Paper Note: [SOSP 2007] Dynamo: Amazon's Highly Available Key-value Store
Reviews the consistency, replication, conflict handling, and routing designs in the Amazon Dynamo paper, and summarizes the key engineering trade-offs it made …
As the title suggests, this paper describes an approach to building a highly available key-value store. The high availability mainly targets write requests.
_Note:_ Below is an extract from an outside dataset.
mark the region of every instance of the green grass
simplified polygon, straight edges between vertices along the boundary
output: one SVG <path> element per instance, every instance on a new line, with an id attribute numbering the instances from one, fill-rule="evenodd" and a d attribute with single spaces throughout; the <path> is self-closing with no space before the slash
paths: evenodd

The storage environment is trusted, and the size of stored objects generally does not exceed 1 MB. The implementation is similar to Chord + MVRs (multi-valued registers), but it also includes many performance optimizations. Dynamo provides observable causal consistency. According to Paper Note: [PODC 2015] Limitations of Highly-Available Eventually-Consistent Data Stores, this is already the strongest consistency this class of systems can provide. [3]
Dynamo’s main requirements and constraints are as follows:
- need an “always writable” data store where no updates are rejected due to failures or concurrent writes
- all nodes are assumed to be trusted
- do not require support for hierarchical namespaces or complex relational schema
- 99.9% of read and write operations to be performed within a few hundred milliseconds
- zero-hop routing for DHT
In addition, there is an implicit requirement hidden in the paper: Periodical archiving of the dataset is a mandatory requirement for most of Amazon storage services.
To satisfy high availability for write requests, Dynamo does not handle conflicts at write time. Instead, it uses vector versioning to retain multiple results at the same time. During reads, if the ordering relationship can be determined through vector versions, the results are merged and the merged result is written back to the source. Otherwise, the system can only choose simple LWW (last write wins) or let the client handle it.
Unlike ordinary key-value stores, Dynamo’s get/put requests need to carry an additional context, which is opaque to users. Judging from the paper, this context contains at least two pieces of information: the vector version (when a client wishes to update an object, it must specify which version it is updating. This is done by passing the context it obtained from an earlier read operation, which contains the vector clock information) and the response speed of each node in this request (the coordinator for a write is chosen to be the node that replied fastest to the previous read operation which is stored in the context information of the request).
Dynamo’s replication strategy combines proactive and passive strategies [3]. Its proactive strategy is a “sloppy quorum” strategy. The N/R/W values must be configured in advance and satisfy R + W > N (typically N = 3, R = W = 2). First, the system locates the get/put position according to Chord’s method, then counts backward from this position to find N healthy physical nodes. During get or put, requests must be sent to all N nodes, but as long as R or W nodes succeed, the result can be returned to the client. Its passive strategy works as follows: each node builds a Merkle tree for the range it is responsible for and propagates it through the gossip protocol. According to the proactive replica strategy, N nodes are responsible for the same range, and these nodes can use Merkle trees to quickly compare the differences and synchronize them.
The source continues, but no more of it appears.